Elecciones generales
«Me comeré a Susana con patatas»
El «asalto a La Moncloa» que Pablo Iglesias invocó como imparable aparece ya realmente lejano. El batacazo en las urnas de Podemos pone demasiadas cosas en entredicho en la formación morada. Los de Iglesias tenían tantas ansias de sentirse gobernantes que se comportaron como si lo fueran antes de tiempo. Resultado: ahora el totum revolutum de marcas se sostiene en pie a trompicones entre las torpezas de unos, las maniobras de otros y los deseos de cortar las malas hierbas del «conciliador» Pablo Echenique.
El propio Iglesias perdió la noción de que, según los votos del 20-D, era solamente tercera fuerza. Tanto fue así como para llegar a la recta final de la campaña electoral dando por hecho el «sorpasso» al PSOE, las horas contadas de Pedro Sánchez al frente de la Secretaría General e incluso el desembarco de Susana Díaz en la sede de Ferraz. «Tengo ganas de vérmelas de tú a tú con Susana, porque me la voy a comer con patatas». La sentencia pertenece al líder del partido morado, a quien no falta autoestima, obsesionado con la misión de sacar del terreno de juego a las siglas del puño y la rosa y ocupar su espacio político.

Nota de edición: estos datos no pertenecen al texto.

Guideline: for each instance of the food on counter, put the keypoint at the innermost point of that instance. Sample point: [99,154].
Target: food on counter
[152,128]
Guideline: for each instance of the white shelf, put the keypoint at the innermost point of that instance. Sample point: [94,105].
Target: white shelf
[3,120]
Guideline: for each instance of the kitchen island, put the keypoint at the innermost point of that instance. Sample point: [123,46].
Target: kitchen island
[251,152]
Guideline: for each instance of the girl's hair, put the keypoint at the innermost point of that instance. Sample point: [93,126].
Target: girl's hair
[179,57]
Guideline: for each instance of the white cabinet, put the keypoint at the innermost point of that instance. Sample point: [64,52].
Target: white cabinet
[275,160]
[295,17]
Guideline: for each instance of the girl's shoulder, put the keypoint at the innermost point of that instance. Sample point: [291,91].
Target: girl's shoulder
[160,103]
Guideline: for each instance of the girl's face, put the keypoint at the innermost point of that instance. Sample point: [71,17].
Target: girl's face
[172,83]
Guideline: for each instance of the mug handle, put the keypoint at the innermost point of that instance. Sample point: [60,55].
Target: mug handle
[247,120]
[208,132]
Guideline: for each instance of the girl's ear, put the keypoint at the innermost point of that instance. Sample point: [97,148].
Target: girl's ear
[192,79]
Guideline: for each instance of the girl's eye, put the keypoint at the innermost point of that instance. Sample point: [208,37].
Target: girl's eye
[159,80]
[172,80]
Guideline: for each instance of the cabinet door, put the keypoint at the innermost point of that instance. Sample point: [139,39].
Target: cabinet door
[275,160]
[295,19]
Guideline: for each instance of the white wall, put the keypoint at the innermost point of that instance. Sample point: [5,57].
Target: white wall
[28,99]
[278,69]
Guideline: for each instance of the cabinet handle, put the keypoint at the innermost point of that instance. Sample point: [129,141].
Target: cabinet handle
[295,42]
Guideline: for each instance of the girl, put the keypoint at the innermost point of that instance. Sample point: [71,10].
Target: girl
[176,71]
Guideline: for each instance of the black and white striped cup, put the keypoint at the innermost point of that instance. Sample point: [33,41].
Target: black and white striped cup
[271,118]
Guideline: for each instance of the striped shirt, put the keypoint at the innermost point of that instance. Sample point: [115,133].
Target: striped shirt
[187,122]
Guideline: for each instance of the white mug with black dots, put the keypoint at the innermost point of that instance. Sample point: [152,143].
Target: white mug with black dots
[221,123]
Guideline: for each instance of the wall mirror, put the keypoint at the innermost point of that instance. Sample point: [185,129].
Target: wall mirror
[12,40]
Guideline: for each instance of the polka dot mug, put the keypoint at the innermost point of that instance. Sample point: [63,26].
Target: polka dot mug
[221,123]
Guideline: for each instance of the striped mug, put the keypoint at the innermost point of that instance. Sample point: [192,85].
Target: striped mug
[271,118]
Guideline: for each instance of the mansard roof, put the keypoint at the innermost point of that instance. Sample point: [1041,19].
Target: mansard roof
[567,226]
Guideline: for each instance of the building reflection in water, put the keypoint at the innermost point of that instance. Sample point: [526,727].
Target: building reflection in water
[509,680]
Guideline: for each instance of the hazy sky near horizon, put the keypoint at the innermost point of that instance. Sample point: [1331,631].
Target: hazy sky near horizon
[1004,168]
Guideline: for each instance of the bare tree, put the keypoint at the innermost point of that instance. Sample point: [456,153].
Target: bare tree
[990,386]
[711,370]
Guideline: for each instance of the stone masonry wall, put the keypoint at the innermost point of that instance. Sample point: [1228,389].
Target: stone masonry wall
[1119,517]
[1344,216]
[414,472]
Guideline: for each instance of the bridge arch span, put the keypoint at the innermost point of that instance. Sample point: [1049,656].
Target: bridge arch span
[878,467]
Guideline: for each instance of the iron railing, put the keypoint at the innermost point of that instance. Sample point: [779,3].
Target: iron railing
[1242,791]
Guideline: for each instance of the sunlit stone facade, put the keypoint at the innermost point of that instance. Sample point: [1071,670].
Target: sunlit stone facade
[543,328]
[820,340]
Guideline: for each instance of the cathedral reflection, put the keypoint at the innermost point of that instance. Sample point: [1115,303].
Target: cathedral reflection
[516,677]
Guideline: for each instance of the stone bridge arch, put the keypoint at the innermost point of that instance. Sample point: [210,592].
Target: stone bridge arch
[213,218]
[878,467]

Iglesias jamás debió vender la piel del oso antes de cazarlo. Claro. Sin embargo, lo hizo. Formar parte de la oposición sin liderarla no entraba en sus planes. Hubiera sido tanto como reconocer la dificultad de convertirse en la primera fuerza de la izquierda. «Dejaremos atrás al PSOE y quedaremos a 4 puntos de distancia del PP», vaticinaba machaconamente su entorno. Los 4 puntos de distancia con el cabeza acabaron siendo en realidad 14 diputados menos que los segundos, el PSOE. El bombardeo durante toda la carrera electoral hizo mella hasta en los más renuentes a admitir el «sorpasso», la mayoría de ellos en las filas de IU. «Iglesias, desatado, no tuvo en cuenta», señala un politólogo de postín, «que por muchas sonrisas que vendiera Podemos en campaña un partido populista, cuyo principal motor es el apoyo de la gente corriente, no puede cometer el error de llenar sus listas de personajes con quienes no se irían de cañas los españoles porque causan rechazo y miedo por su radicalismo».
Con todo, Pablo Iglesias fue creyéndose su propio cuento de la lechera, avalado a golpe de «sondeocracia». Todo en base a meras expectativas. Hasta tal punto llegó, destaca uno de sus asesores de cabecera, «que creyó tener a sus pies la más potente maquinaria electoral, con la que no podía perder». Además, lo más irónico del asunto (ahora que Podemos responsabiliza al PP de haber inflado sus expectativas en los sondeos para poder jugar mejor el voto del miedo) es que su cúpula dirigente son politólogos y sociólogos expertos en interpretar datos demoscópicos. ¿Dónde quedó la gran mano de Carolina Bescansa con los sondeos? Todo apunta a que los morados prefirieron ignorar la realidad hasta darse contra el muro de las papeletas. La desaparición de 1,2 millones de votantes en toda España, con retrocesos de especial significación en las capitales donde manejan el bastón de mando los autollamados «alcaldes del cambio», ha colocado a los podemitas en un callejón. El lío está servido. Mayor aún al resurgir el duro enfrentamiento personal entre Iglesias y Errejón.
Uno y otro tratan de desviar la carga de la prueba. Los pablistas agrandan los males del diseño de la campaña. Los errejonistas culpan a la política de confluencias y, sobre todo, a la alianza con Izquierda Unida, de haber estabulado el proyecto en los límites de la izquierda radical. Las almas de Podemos chocan de nuevo. Los dimes y diretes saldrán a relucir en la cita del Consejo Ciudadano del sábado 9 de julio, en el que deberán decidir los pasos a seguir en el futuro. Será el momento de verificar el tipo de políticas que pretenden hacer y si éstas son capaces de encajar con el interés general que debe mover a cualquier partido democrático. Porque a estas horas, la única respuesta que han dado a su derrota, los tan acostumbrados a pasar por los platós de televisión y las redes sociales como movilizadores de felicidad, es la de aquellos que no saben perder. Echar la culpa de sus males a los españoles, tratándoles como tontos por no entender el cambio tan avanzado que les proponía Podemos, es la muestra de una intolerancia que descalifica a quien la practica, además de un error estratégico de primer orden.